Table 3: Speedups of VPIC-IO with our autotuning framework.

## **CONCLUSION AND FUTURE WORK**

This paper has presented an important development in our work on autotuning parallel I/O. We have dramatically reduced the run time for our framework from 12 hours to 2 hours by incorporating an empirical performance model. The model accounts for major parameters pertaining to parallel I/O operations on a production supercomputing platform. We fit the model with a relatively small training set of application runs. The model was then used to predict configurations with high levels of I/O performance on two applications and at varying levels of concurrency.

Our current approach of determining a training set is based on a batch execution model. Namely, we precompute a training set with a space-filling design in advance, and evaluate the training set in a single batch job. We could have opted for an adaptive, "sequential design of experiments" approach (see, e.g., [5]), where each configuration is based on the results of the previous runs. This has the potential to further reduce the size of the training set.

# Acknowledgment

This work was supported by the Office of Advanced Scientific Computing Research, Office of Science, U.S. Department of Energy, under contract numbers DE-AC02-05CH11231 and DE-AC02-06CH11357. This research used resources of the National Energy Research Scientific Computing Center.

## REFERENCES

- 6. REFERENCES
  [1] P. Balaprakash, R. Gramacy, and S. M. Wild. Active-learning-based surrogate models for empirical performance tuning. CLUSTER '13, pages 1-8, 2013.
- B. Behzad, L. Huong Vu Thanh, J. Huchette, S. Byna, Prabhat, R. Aydt, Q. Koziol, and M. Snir. Taming parallel I/O complexity with auto-tuning. SC '13, 2013.
- [3] K. J. Bowers, B. J. Albright, L. Yin, B. Bergen, and T. J. T. Kwan. Ultrahigh performance three-dimensional electromagnetic relativistic kinetic plasma simulation. Physics of Plasmas, 15(5):7, 2008.
- [4] S. Byna, A. Uselton, Prabhat, D. Knaak, , and Y. He. Trillion particles, 120,000 cores, and 350 TBs: Lessons learned from a hero I/O run on Hopper.

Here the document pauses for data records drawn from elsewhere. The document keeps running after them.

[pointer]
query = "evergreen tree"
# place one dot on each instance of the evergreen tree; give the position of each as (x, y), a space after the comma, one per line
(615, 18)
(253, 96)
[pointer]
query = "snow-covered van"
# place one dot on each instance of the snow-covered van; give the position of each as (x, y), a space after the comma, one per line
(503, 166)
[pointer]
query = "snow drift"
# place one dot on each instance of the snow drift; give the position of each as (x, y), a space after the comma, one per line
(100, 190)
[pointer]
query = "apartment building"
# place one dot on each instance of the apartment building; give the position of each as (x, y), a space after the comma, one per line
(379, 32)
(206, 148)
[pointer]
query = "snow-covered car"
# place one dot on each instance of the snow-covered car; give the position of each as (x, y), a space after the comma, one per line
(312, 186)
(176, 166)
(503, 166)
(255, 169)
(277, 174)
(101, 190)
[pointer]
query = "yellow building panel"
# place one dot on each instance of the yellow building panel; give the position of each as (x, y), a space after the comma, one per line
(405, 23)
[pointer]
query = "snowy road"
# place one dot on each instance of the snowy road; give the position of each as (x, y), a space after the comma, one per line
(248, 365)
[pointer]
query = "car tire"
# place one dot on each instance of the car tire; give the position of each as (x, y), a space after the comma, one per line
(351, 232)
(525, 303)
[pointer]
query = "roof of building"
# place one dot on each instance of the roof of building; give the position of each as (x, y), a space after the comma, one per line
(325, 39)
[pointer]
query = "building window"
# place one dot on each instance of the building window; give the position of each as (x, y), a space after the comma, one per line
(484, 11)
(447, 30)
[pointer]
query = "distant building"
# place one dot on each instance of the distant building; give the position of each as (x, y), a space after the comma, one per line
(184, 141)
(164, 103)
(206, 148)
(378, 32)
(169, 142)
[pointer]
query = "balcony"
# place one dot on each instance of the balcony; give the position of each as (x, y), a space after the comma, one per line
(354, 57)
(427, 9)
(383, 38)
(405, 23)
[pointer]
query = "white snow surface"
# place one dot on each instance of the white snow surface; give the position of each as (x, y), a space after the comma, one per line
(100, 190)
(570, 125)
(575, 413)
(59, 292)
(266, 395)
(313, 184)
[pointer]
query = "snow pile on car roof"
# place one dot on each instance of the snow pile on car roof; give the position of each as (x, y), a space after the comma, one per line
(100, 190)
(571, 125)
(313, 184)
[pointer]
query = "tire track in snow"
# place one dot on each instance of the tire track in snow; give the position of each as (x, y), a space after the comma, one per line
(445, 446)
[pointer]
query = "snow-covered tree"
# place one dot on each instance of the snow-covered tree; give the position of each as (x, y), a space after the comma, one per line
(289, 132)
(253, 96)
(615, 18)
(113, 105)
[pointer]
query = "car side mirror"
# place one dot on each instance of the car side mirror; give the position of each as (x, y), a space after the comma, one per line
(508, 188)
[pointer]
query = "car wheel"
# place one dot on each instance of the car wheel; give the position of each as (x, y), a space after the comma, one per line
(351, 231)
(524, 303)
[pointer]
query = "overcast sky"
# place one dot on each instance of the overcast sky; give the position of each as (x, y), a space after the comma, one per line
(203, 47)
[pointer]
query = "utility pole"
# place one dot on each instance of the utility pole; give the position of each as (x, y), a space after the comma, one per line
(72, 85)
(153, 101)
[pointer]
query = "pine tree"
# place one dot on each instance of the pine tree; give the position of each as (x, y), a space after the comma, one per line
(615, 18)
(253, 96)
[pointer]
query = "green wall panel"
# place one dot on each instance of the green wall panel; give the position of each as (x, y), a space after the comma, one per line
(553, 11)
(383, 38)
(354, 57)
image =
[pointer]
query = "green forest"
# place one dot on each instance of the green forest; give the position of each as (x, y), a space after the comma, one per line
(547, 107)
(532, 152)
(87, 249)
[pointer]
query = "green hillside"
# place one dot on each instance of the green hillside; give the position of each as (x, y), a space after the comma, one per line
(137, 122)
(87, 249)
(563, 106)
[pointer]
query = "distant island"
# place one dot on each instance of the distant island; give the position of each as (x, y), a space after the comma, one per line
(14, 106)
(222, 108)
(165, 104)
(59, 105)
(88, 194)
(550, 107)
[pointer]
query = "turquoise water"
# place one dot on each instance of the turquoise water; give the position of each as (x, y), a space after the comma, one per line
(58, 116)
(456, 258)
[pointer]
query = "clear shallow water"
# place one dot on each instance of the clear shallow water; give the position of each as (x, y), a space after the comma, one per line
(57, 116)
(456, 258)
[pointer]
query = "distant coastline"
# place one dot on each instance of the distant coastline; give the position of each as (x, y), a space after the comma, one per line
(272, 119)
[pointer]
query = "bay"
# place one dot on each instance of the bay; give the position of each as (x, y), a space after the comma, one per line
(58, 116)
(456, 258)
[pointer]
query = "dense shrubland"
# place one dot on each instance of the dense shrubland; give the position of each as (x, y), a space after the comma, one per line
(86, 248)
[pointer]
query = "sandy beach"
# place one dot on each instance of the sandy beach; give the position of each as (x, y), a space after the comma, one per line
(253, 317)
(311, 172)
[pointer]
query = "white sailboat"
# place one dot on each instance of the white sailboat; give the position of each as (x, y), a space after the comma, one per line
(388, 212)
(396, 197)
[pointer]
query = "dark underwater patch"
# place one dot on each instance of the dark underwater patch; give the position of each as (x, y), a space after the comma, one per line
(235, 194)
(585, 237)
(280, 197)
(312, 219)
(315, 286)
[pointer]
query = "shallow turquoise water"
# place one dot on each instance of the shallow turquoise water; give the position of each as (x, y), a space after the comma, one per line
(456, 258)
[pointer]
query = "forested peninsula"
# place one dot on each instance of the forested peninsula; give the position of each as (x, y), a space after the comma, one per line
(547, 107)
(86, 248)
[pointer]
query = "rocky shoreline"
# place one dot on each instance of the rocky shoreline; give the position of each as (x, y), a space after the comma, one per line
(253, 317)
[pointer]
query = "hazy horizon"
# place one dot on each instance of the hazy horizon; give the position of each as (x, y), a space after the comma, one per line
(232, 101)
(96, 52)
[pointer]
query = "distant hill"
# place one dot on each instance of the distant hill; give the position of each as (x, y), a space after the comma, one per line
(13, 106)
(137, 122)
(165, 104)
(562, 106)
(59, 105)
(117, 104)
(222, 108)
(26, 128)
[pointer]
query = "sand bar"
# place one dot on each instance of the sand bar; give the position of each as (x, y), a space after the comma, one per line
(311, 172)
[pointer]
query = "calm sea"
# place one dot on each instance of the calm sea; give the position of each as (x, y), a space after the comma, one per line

In CUG'13, 2013.
- [5] R. B. Gramacy and H. K. H. Lee. Adaptive design and analysis of supercomputer experiments. Technometrics, 51(2):130-145, 2009.
- [6] H. Shan, J. Shalf, and K. Antypas. Characterizing and predicting the I/O performance of HPC applications using a parameterized synthetic benchmark. In SC' 08. ACM/IEEE,
- E. Smirni, C. L. Elford, D. A. Reed, and A. A. Chien. Performance modeling of a parallel I/O system: An application driven approach. In PPSC. SIAM, 1997.
- H. You, Q. Liu, Z. Li, and S. Moore. The design of an auto-tuning I/O framework on Cray XT5 system. In CUG'11, Fairbanks, Alaska, May 2011.